As per Bloomberg’s 16 February 2026 opinion piece, LSEG’s £38 billion ($52 billion) market value makes it a “risky” but big target for Elliott’s $80 billion fund, diluting the exchange’s trading revenue significance. The Guardian noted Elliott’s talks aim to enhance performance amid AI worries impacting data services.

LSEG’s capital markets segment, including bond trading via platforms like Tradeweb, now contributes just 21% of revenues, down from traditional exchange fees post-2021 Refinitiv buy.

How Has LSEG Responded to Elliott’s Demands?

LSEG shares surged up to 6% on 11 February 2026 after the stake news, closing down 1% , and rose 1.5% to 77.94 pounds on 25 February.
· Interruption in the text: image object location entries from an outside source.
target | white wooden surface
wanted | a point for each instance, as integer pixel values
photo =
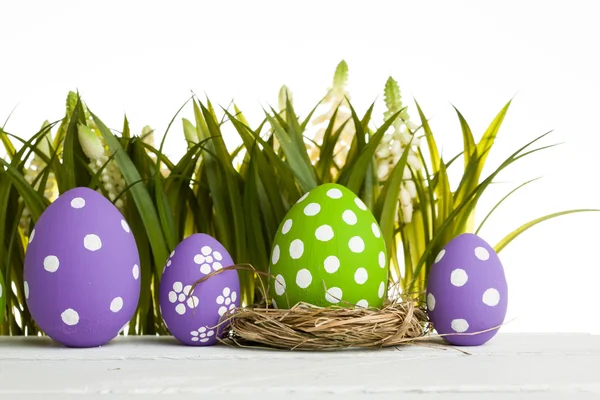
(512, 366)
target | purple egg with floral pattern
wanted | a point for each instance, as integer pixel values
(467, 291)
(192, 316)
(82, 274)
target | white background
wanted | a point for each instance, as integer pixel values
(145, 58)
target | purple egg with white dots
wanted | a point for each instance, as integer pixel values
(193, 317)
(467, 291)
(82, 274)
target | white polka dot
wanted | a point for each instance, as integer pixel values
(361, 276)
(287, 225)
(92, 242)
(279, 285)
(491, 297)
(302, 198)
(362, 304)
(381, 259)
(356, 244)
(205, 269)
(324, 233)
(331, 264)
(349, 217)
(296, 249)
(459, 277)
(125, 226)
(482, 253)
(276, 254)
(459, 325)
(359, 203)
(192, 302)
(116, 304)
(312, 209)
(376, 230)
(430, 302)
(70, 317)
(78, 202)
(439, 257)
(206, 250)
(334, 295)
(334, 193)
(303, 278)
(51, 263)
(172, 297)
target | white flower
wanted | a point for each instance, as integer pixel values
(202, 335)
(227, 301)
(90, 142)
(180, 295)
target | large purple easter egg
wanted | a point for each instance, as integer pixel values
(82, 274)
(467, 291)
(192, 316)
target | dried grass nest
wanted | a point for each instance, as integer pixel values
(308, 327)
(402, 320)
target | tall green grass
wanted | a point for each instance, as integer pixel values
(242, 206)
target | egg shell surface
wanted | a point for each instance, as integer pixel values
(192, 316)
(329, 250)
(82, 274)
(2, 296)
(467, 291)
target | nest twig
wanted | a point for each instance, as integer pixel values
(308, 327)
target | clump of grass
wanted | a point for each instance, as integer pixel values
(242, 204)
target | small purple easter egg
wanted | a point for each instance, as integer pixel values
(467, 291)
(192, 316)
(82, 274)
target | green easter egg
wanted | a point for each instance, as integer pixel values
(2, 296)
(329, 250)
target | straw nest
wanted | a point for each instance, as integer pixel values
(308, 327)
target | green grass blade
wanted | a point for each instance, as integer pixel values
(10, 148)
(357, 174)
(501, 201)
(387, 205)
(470, 148)
(140, 196)
(431, 144)
(514, 234)
(303, 170)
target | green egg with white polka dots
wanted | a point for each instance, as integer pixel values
(329, 250)
(2, 296)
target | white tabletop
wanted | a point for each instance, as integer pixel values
(511, 366)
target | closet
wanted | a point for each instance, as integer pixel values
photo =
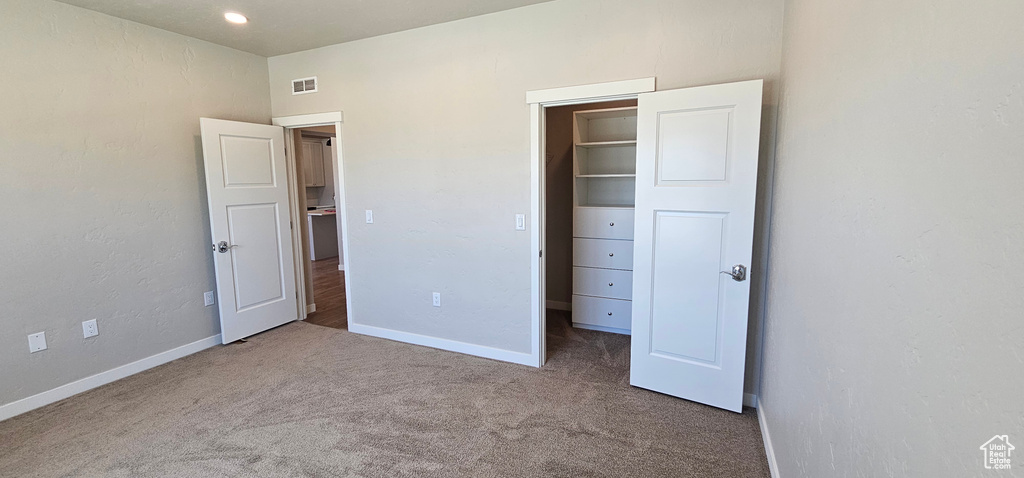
(604, 147)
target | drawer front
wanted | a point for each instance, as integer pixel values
(604, 312)
(602, 283)
(602, 253)
(603, 223)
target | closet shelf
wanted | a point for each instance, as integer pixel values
(596, 144)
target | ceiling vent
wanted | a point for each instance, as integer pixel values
(304, 85)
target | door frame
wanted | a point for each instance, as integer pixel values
(291, 123)
(539, 101)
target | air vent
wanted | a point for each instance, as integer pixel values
(304, 85)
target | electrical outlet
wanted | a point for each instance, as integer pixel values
(89, 329)
(37, 342)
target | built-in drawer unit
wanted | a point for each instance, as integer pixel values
(607, 254)
(615, 223)
(602, 283)
(602, 312)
A company representative stated: “LSEG maintains active and dialogue with investors while remaining focused on executing our strategy.”

On 26 February 2026, LSEG announced strong results, a record buyback, and margin initiatives, which Elliott praised in a PR Newswire statement: “We note the strong operational performance and initial value-creation measures announced by LSEG yesterday, including a record share buyback programme and margin-improvement initiatives. The Company’s encouraging guidance, enhanced financial disclosures and improved communication of its AI strategy demonstrate the strength of LSEG’s business.” Elliott added: “While this is a positive first step, we believe that there is still an opportunity for further value-enhancing actions. Elliott looks forward to maintaining a constructive dialogue with LSEG as the Company works to realise the full potential of its market-leading assets, close the valuation gap to industry peers and generate long-term value.”

CEO David Schwimmer, ex-Goldman Sachs M&A banker, must now “think like a banker again” per Bloomberg. Last year, Schwimmer planned selling 20% of post-trade services and a £1 billion buyback; shareholders nearly doubled his pay to £13 million.

What Challenges Is LSEG Facing Amid AI and Listings Slump?

LSEG shares plunged over 35% in 12 months, hit by AI tools like Anthropic’s for legal departments threatening data revenues (nearly 50% of total). A 13% drop followed Anthropic’s launch. Investor Lindsell Train (4% holder) defended LSEG’s data moat against AI startups.

Fewer listings plague London amid mergers and delistings, despite 2025 uptick. LSEG partners with Microsoft, OpenAI’s ChatGPT, Anthropic’s Claude for AI data rollout, but critics say it’s too slow.

Will Elliott Push for LSEG Break-Up or US Listing?

Elliott told the British government it won’t seek break-up or New York listing shift, per FT on 25 February 2026. FT earlier said no full sale or spin-off of exchange ops. Reuters confirmed no break-up push.

What Is Elliott’s Track Record in Activism?

Elliott’s latest before LSEG: early 2025 £3.8 billion BP stake, third-largest holder. In 2024, Elliott Advisors (UK) bid £700m for Currys plc at £0.62/share, rejected by Currys board with Citigroup advising. Elliott owns stakes in Waterstones and Barnes & Noble, eyeing London IPO boost.

Implications for London Stock Exchange?

Elliott’s involvement spotlights LSEG’s shift from exchange to data powerhouse, pressuring Schwimmer on divestments like bond trading for value unlock. As UK listings wane, this could spur reforms or boost activity.